I know that world is only in my dreams, human nature doesn’t allow for this to happen, greed, envy will always get in the way.

The truth is I just need to learn how to protect myself from it. Hide in my own bubble, staying true to who I am. It’s not easy. I just want everyone to be happy and content.

I was told today I look like I have the weight of the world on my shoulders and that’s exactly how I feel.

I need ideas to help me lower my anxiety and stress and I need to learn how to let go of the things I have no control over.

Any suggestions????

Back and in shock

I’m back from my week at camp. I feel like I’ve travelled into another universe. In the middle of a field in Wem, Shropshire with no television I had managed to convince myself the riots were a mere fabrication of the media.
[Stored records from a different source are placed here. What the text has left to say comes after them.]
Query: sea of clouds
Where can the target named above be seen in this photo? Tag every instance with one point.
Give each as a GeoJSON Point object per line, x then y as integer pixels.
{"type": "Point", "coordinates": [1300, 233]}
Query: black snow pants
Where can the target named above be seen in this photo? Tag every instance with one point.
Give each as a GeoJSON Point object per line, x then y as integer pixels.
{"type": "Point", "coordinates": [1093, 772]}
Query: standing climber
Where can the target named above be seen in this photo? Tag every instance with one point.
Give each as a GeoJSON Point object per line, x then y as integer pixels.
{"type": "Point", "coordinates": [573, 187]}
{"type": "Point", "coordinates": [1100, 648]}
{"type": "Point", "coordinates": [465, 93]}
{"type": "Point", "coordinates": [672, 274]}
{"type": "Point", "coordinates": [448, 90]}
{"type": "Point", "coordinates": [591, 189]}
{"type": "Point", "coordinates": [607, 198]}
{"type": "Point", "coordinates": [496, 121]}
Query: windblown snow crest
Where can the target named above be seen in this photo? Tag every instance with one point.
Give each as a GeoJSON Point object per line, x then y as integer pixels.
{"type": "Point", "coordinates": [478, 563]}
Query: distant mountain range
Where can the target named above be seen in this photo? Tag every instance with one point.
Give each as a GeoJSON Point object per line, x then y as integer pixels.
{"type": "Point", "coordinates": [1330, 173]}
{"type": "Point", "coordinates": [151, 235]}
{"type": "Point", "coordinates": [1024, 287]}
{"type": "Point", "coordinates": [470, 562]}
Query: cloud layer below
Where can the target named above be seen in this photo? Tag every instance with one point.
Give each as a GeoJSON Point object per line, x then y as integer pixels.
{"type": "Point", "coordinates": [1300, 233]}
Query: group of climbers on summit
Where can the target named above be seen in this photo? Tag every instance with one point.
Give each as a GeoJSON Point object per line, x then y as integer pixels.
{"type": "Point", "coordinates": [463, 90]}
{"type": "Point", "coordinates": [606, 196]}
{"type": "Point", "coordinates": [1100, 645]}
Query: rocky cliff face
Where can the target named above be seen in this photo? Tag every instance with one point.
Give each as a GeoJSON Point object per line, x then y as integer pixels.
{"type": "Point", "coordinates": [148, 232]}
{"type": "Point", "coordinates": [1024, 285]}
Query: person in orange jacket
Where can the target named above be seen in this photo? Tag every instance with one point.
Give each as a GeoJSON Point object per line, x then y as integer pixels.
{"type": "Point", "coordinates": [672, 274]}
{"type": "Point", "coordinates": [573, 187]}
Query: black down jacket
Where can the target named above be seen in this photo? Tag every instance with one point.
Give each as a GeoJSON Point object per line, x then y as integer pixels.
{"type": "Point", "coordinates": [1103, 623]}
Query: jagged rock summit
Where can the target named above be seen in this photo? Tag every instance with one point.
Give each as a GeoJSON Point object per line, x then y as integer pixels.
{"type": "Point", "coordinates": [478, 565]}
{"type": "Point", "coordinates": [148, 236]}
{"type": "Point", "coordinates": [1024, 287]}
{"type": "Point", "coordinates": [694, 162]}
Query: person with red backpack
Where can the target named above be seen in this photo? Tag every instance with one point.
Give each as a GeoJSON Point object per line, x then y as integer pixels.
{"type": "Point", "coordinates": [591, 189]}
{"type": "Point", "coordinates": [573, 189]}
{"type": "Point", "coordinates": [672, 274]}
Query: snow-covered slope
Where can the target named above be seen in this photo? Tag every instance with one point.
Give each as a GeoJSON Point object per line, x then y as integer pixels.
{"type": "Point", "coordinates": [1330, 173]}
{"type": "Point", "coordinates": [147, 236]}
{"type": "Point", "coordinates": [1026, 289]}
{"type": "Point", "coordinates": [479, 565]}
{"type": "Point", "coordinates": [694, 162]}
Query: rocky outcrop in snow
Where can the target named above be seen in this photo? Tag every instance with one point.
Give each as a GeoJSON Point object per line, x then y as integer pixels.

Returning home I’m struck by the horror of reality.

I don’t know what to make of the scenes of carnage I am witnessing on my television screen.

The irony of it all makes me sick. I have spent a week with some of the bravest people I know. Children fighting for their lives, living with severe disabilities. Parents facing daily battles arguing for necessary equipment to ease, improve their child’s quality of life. Yet I don’t see them taking to the streets looting, stealing, destroying. Using the excuse of feeling sorry for themselves of the life they have to live.

Whatever the reasons there is no excuse for the violence, the sheer horror of what is occurring.

My heart breaks when I think of the way our country Is being portrayed around the world. I hope people will understand that the mindless thugs are a minority of England not the majority.

I think of the homes, businesses, lives destroyed in the last few days and I’m lost. I cannot comprehend how people must be feeling.

I listen, read the rage against the police the politicians and yes I agree mistakes have been made but the fault lies at the feet of the rioters. Nowhere else.

I don’t know what the future holds for our country. I pray that from destruction can come new growth. That changes that can be made.

Right now I pray for peace, may the violence end and may all people be safe.